I am very pleased with this bike. The Specialized Rep told our team its an S-Works E5 with carbon seat stays. Its a promo bike for 2005.


----------



## turkishvan (Mar 7, 2005)

lange79 said:


> I am very pleased with this bike. The Specialized Rep told our team its an S-Works E5 with carbon seat stays. Its a promo bike for 2005.

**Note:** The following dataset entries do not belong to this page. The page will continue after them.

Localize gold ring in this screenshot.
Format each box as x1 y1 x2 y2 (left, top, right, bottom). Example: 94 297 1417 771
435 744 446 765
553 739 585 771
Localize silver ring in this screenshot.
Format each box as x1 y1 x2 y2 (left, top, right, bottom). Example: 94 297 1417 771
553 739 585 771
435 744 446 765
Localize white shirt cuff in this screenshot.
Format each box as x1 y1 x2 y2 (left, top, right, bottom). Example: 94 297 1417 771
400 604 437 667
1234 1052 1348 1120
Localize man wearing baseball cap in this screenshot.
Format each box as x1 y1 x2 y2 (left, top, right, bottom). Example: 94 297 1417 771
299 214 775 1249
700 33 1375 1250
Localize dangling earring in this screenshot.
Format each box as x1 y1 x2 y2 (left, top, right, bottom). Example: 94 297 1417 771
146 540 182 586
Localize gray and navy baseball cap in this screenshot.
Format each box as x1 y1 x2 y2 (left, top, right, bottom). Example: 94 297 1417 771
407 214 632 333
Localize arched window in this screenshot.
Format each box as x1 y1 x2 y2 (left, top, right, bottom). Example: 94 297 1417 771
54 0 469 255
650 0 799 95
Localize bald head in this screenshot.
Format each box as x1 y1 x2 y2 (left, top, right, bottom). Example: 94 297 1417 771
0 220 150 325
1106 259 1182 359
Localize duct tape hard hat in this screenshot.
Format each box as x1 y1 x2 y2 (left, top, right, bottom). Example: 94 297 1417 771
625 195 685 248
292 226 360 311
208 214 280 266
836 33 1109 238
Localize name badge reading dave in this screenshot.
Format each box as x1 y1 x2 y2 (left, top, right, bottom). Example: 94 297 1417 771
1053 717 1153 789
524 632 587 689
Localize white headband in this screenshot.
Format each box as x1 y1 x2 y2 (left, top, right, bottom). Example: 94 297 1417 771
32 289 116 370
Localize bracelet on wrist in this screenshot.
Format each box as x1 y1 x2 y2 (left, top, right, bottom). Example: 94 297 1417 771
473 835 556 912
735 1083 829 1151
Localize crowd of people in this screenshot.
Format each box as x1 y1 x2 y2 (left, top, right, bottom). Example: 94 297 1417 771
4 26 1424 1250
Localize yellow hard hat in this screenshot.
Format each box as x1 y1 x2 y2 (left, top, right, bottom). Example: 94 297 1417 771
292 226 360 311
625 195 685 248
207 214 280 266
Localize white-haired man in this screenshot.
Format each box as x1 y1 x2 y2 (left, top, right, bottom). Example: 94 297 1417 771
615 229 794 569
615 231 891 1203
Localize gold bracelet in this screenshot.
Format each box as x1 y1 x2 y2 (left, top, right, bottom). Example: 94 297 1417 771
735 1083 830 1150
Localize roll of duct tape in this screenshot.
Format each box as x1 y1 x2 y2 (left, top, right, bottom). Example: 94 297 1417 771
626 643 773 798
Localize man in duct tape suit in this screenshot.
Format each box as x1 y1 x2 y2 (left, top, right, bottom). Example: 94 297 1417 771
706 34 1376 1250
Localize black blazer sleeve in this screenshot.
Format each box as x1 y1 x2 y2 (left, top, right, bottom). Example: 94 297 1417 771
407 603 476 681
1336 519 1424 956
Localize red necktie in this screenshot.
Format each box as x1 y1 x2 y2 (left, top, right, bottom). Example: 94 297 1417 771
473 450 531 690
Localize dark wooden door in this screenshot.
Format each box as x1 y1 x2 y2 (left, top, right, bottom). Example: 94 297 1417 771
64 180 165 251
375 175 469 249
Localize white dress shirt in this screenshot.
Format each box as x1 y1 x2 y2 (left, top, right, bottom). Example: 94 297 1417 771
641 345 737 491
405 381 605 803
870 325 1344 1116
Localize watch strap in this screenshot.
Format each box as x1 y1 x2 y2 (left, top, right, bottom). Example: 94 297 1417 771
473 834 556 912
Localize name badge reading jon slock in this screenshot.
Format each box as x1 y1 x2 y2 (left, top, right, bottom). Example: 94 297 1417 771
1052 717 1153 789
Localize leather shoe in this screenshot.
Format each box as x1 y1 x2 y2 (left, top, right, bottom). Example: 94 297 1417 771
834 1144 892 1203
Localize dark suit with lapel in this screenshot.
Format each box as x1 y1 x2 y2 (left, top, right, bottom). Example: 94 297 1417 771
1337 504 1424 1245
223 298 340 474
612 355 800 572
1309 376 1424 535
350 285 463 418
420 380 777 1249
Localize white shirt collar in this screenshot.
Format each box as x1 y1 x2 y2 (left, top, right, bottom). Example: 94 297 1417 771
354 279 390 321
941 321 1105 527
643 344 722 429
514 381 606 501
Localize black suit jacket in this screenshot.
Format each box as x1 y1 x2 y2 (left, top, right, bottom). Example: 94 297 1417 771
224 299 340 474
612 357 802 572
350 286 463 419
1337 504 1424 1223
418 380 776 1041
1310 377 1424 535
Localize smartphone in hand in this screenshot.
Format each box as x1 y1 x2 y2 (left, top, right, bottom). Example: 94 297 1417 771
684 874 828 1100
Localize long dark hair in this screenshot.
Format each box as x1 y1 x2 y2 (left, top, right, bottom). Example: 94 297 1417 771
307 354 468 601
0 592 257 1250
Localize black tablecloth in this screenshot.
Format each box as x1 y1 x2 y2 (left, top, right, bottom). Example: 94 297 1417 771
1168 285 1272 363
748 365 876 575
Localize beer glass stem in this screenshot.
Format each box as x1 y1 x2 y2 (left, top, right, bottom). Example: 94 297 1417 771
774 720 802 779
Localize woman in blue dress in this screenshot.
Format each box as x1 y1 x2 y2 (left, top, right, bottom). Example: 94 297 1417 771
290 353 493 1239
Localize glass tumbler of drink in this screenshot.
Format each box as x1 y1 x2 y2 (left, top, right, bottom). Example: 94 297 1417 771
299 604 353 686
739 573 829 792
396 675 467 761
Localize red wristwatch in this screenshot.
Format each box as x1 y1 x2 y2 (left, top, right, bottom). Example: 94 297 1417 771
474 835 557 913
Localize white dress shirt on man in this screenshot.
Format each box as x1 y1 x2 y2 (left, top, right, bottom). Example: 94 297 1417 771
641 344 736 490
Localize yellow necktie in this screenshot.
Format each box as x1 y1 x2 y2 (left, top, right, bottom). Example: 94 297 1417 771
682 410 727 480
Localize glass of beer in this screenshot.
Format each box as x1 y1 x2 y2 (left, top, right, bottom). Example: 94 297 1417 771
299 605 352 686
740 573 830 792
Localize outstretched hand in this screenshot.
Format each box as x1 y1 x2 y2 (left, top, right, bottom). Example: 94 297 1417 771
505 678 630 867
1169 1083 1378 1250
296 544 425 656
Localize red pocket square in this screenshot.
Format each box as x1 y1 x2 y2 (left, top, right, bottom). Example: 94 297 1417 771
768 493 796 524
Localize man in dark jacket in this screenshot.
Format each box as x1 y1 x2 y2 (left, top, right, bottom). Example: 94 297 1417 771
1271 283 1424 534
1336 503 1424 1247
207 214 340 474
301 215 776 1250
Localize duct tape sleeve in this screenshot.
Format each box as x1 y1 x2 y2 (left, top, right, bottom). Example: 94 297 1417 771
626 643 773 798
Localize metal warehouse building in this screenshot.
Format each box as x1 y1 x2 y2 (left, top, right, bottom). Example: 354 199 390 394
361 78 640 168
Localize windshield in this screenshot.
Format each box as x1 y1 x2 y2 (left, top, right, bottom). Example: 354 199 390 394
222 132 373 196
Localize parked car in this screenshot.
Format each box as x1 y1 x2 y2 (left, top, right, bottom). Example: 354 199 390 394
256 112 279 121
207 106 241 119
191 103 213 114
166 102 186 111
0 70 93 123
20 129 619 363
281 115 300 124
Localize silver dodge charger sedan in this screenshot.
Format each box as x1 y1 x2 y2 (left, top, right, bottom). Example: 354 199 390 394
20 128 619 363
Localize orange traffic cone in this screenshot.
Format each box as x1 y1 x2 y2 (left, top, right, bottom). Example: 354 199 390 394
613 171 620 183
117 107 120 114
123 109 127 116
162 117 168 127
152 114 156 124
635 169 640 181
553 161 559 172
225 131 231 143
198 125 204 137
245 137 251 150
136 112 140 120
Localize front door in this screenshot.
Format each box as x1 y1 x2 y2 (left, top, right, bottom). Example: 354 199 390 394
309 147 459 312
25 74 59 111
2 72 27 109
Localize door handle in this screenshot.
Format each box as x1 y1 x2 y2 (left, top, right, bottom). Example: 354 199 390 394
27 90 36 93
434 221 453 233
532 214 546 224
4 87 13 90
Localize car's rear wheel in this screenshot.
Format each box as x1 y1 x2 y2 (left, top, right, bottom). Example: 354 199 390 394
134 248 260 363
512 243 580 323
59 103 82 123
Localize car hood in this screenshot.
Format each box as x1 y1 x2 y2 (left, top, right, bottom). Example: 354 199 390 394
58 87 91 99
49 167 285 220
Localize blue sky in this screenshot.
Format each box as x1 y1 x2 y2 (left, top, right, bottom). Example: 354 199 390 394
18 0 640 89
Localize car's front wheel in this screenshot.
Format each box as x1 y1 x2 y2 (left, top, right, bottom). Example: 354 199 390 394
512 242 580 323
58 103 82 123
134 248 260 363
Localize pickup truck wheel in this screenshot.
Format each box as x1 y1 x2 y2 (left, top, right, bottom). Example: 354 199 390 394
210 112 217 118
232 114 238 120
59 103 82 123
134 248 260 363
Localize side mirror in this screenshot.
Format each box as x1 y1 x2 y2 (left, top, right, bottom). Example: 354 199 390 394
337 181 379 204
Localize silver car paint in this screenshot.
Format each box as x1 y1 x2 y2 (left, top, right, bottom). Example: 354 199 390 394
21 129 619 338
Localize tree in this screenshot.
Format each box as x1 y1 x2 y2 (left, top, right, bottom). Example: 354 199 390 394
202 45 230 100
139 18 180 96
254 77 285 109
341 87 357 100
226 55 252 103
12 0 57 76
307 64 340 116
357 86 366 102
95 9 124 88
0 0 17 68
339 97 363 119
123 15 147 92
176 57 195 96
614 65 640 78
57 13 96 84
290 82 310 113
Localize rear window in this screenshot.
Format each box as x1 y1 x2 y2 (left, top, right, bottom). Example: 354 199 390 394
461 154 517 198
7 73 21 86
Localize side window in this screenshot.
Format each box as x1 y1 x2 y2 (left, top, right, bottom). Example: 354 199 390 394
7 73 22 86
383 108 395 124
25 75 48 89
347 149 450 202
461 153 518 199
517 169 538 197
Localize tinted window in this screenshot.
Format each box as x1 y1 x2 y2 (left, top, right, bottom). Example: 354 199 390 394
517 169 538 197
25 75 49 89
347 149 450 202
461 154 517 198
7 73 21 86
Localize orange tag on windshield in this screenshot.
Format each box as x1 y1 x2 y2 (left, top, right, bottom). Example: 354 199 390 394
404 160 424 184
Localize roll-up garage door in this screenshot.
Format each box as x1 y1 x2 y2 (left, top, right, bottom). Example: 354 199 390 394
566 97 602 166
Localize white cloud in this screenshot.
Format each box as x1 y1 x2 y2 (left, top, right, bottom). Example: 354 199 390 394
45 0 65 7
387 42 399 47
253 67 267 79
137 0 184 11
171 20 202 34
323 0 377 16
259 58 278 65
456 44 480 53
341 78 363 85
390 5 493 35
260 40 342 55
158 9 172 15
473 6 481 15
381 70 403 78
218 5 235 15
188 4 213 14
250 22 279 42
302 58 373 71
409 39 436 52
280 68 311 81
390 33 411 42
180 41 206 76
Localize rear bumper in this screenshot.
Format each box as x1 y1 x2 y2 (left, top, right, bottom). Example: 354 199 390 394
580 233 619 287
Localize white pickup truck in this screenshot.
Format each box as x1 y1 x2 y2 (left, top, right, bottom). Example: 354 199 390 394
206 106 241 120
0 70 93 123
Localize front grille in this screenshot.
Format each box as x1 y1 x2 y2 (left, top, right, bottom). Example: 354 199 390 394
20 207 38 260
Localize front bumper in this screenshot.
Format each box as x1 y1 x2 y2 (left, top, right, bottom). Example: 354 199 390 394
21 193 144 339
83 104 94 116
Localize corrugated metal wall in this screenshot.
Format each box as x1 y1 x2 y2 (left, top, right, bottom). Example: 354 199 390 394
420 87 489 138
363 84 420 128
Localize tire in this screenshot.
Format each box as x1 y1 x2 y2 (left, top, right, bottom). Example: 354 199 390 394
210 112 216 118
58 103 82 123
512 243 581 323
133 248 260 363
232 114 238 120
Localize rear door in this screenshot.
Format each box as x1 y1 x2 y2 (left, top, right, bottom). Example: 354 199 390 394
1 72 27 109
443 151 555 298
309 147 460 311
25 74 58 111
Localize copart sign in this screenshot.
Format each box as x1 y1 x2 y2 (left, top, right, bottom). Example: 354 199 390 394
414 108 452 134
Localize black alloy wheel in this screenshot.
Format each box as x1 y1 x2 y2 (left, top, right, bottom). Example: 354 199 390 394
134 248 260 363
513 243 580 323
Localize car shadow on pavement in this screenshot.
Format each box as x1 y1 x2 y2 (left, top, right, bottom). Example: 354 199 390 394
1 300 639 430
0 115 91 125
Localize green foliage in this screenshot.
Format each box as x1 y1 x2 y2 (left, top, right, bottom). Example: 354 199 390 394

Ten-Four, we were given the same info. I never thought I would ever be this pleased with a Specialized bike. Nicest production frameset Ive ridden in the last 16 years.


----------



## lange79 (Mar 28, 2004)

*Its the perfect mate to my Tarmac ...*



















Both of these bikes are awesome...


----------



## capt_phun (Jun 14, 2004)

Dude you have got to take your pictures in front of a garbage can???? I have the same S-Works but I wouldn't say its my pride and joy and then place it with the rubbish. What kind of message you sending??


----------



## lange79 (Mar 28, 2004)

*lol ... it was late when i took those ...*

i will photoshop the pope holding them instead .


----------



## mgmavant (Dec 21, 2004)

Lange79 -

What are the differences between the two bikes? These are two of the three that I'm considering for my rice bike (the other is the E5 S-Works)? Is the Tarmac worth the extra $$$? Thanks/


----------



## turkishvan (Mar 7, 2005)

The difference is about 1800 bucks retail in the two framesets. All Carbon vs E5 Areotech and a splash of carbon 
They both get chicks - The Tarmac maybe moreso


----------



## lange79 (Mar 28, 2004)

*The difference so far ...*

I have only had the Tarmac for 1.5 weeks and have done 1 60 mile road race and a 27 mile ride with it. 

I have done 6 different races with the Specialized Promo (crits & road races).

I love both bikes but so far there are some differences between the two:

Tarmac feels to be maybe 1 lbs lighter (maybe more)
Tarmac has a shorter wheel base and seems to be more on a rail around corners
Tarmac seems to feel stiffer when out of the saddle

Those are a few things I have come up with, I really haven’t had a chance to ride it due to whether, and I like to save it for only special occasions. 

It was a dream on how I got it, my boss is into cycling and he decided I needed a bonus, so I got the Tarmac.

The difference I heard from some of my Teammates between the Promo and the all Aluminum E5 is that the promo has a less harsh ride and is 30 grams lighter. I originally purchased the E5 to replace my Carbon TCR 2 and the difference to me was night and day. The Promo has great response and is not mushy like the all Carbon TCR2. 

I don’t think you can go wrong with any of the three bikes; the decision really is how much you want to spend. 

I hope this helps, sorry if some spots aren’t clear.

Nathan


----------



## capt_phun (Jun 14, 2004)

I have to agree with the S-Works Tarmac E5. This is more bike than I'll ever have needed. Very light, and stiff. I can't believe how this bike accelerates. The Bianch I had before this, I could flex the BB on harsh climbs out of the saddle, the Tarmac, I cannot. Just a joy to ride.


----------



## darthdiz (Mar 4, 2005)

*Looks like...*

The team issue frame looks like the '05 Allez Comp. Doesn't look bad at all.


----------